Sommer-Tour : Heimat-Ministerin besucht die Bahnstadt

Ina Scharrenberg fährt auf ihrer Sommer-Tour aus Wipperfürth mit dem Rad über die Balkantrasse.

Man hätte die Fahrt auch als inoffizielle Eröffnung der letzten 850 Meter Balkantrasse bezeichnen können, dem letzten Teilstück zum Opladener Bahnhof. Genug politische Prominenz war ja vor Ort, vor allem eine Landesministerin. Ina Scharrenberg, die das Ministerium für Heimat, Kommunales, Bau und Gleichstellung in Nordrhein-Westfalen leitet, machte auf ihrer diesjährigen Heimat-Tour Station in Opladen.

Sie startete mit ihrem Tross in Wipperfürth und kam nach über sechsstündiger Strampelfahrt (mit zahlreichen Stopps) mit kurzer Verspätung auf dem Gelände der Neuen Bahnstadt Opladen (nbso) an. Die letzten Kilometer auf der (verlängerten) Balkantrasse wurde sie von Leverkusens Oberbürgermeister Uwe Richrath begleitet, der sie in Höhe Imbacher Weg begrüßte.

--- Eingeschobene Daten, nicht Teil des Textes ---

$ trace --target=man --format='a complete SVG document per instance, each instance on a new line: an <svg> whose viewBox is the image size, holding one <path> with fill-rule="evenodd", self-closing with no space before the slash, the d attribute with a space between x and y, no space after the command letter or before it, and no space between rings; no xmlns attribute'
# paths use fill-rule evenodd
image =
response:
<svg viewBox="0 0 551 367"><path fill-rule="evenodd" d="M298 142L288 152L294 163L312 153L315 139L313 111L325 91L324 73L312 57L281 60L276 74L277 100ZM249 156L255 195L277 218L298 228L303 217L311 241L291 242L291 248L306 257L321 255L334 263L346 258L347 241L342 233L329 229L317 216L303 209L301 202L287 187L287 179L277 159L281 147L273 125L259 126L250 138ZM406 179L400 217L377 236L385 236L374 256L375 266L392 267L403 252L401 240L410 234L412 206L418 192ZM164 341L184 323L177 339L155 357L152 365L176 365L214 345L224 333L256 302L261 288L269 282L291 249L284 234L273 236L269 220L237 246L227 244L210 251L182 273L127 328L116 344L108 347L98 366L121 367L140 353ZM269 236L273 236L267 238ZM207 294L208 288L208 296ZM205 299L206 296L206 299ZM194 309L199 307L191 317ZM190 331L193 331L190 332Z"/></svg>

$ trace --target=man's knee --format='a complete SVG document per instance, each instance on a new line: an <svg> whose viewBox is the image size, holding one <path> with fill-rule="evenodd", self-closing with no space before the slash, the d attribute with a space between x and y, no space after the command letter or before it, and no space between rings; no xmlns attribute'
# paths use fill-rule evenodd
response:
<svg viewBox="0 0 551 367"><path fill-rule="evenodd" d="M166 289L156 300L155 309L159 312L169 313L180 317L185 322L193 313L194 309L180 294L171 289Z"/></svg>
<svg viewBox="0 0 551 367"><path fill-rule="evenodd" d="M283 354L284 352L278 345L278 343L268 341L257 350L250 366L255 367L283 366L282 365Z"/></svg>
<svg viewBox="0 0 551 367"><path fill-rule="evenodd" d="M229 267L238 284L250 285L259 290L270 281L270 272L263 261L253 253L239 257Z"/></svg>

Die letzten Meter der vierzig Kilometer langen „Tour de Bergisches Land“ wurden tatsächlich auf dem letzten Teilstück des bergischen Panoramawegs Balkantrasse geradelt, auch wenn die Strecke noch nicht ganz fertig ist. Dazu fehlt der letzte Belag, und einige Begrenzungen müssen noch angebracht werden. Daher sorgten Mitarbeiter dafür, dass die Strecke, nachdem der Promi-Tross passiert hatte, gleich wieder gesperrt wurde.

Für die Ministerin, angereist in Wipperfürth und abgereist aus Opladen im komfortablen Dienstwagen, war es nicht der erste Fahrradausflug. Schon in den vergangenen beiden Jahren wollte sie sich selbst ein Bild von der Heimat machen, für das sie ja auch zuständig ist. Die Opladener Bahnstadt ist so ein Fleckchen Erde, das gerade zu einer neuen Heimat wird. Wobei dieses Areal mit einer über hundert Jahre alten Tradition – mit 72 Hektar größer als der Vatikan (44 Hektar) – inzwischen schon mehr Arbeitsplätze bietet als ehedem das Bundesbahn-Ausbesserungswerk. Paul Hebbel nannte die Zahl von 450, 300 sind noch in Planung; die Bahn bot einst 420 Jobs.

Über Historie und Gegenwart informierten Hebbel in seiner Funktion als Aufsichtsratsvorsitzender der nbso und Geschäftsführerin Vera Rottes. Das war ein Glücksfall für die Stadt, wie Paul Hebbel der Ministerin erläuterte. Wenn andere Gemeinden plötzlich so eine große Fläche angeboten bekommen, beispielsweise bei der Aufgabe von Bundeswehr-Standorten, dann sind das meistens nicht so zentral gelegene Grundstücke. Im Jahr 2022 soll alles weitgehend fertiggestellt sein, dann verfügt Leverkusen über ein neues Zentrum mit Gewerbe, Wohnungen und nicht zuletzt einer eigenen Hochschule. Auch eine Sporthalle soll noch gebaut werden, zu nutzen von den Schulen in Opladen, den Studenten und Vereinen.